Rampant wealth inequality is a fact of life. People are not all equally capable of generating wealth or intelligent with their dispensation of acquired wealth so no matter what system you try to use, some will end up having more or less. Even the various communist governments of the world had or have wealth inequality to similar extents as the various capitalist western democracies. Wealth redistribution systems that arbitrarily take from those who are successful to give to those who are not tend to fall apart over time. Some transition peacefully towards more capitalist systems like Vietnam and China and others collapse into failed states like Somalia that are plagued by civil war.
Can somebody can tell me how to pry the 1% away from their wealth, especially in a post automation economy when they don't even need workers to buy their goods anymore because who need to sell things when you already own everything?
Provide them a good or a service that they want to purchase? That's typically how I get people wealthier than I am to part with some of their money.
To your other point though, If the wealthy already have everything you want, what is the point of having wealth at that point? If having an automated worker is sufficient to provide you with everything you need, what's to stop someone who has automated works from building more automated workers and giving them to the people who don't already have them? I suppose you could say power and control, but what's the point of having either if they can't get you anything for having them?

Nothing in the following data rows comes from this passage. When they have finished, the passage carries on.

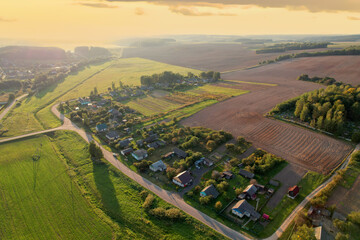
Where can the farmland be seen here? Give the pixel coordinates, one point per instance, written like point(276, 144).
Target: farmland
point(205, 56)
point(128, 71)
point(24, 116)
point(243, 115)
point(43, 190)
point(162, 103)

All that aside, inheritance taxes with a reasonable exemption threshold to allow for small family businesses are a possibility if you grant that in return income taxes would be reduced. I generally think it's a better setup in that it allows people who generate wealth to keep it, but doesn't allow for vast family fortunes where people of no particular skill are wealthy simply by virtue of being born into that wealth. It might sound good on paper, but in practice I expect it would just result in more people setting up their own foundations, charitable enterprises, etc. as most people who manage to accumulate vast sums of wealth in their own life probably wouldn't trust the government to manage it.
There's always some kind of Brave New World setup where humans are manufactured, at which point why make incapable people. That story didn't have robotic laborers, but assuming there were, you'd really only care to have Alphas and perhaps Betas.
With 130 deaths per 100000 vehicles per year, India is already way ahead from US with its 13 deaths per 100000 vehicles per year. Or, phrased differently, India has already more vehicular deaths per 100000 inhabitants per year (17 compared to US' 11) despite having 25 times fewer cars (only ~32 per 1000 inhabitants compared to US' ~800). They don't need autonomous cars to kill more people with cars; they can already do it just fine.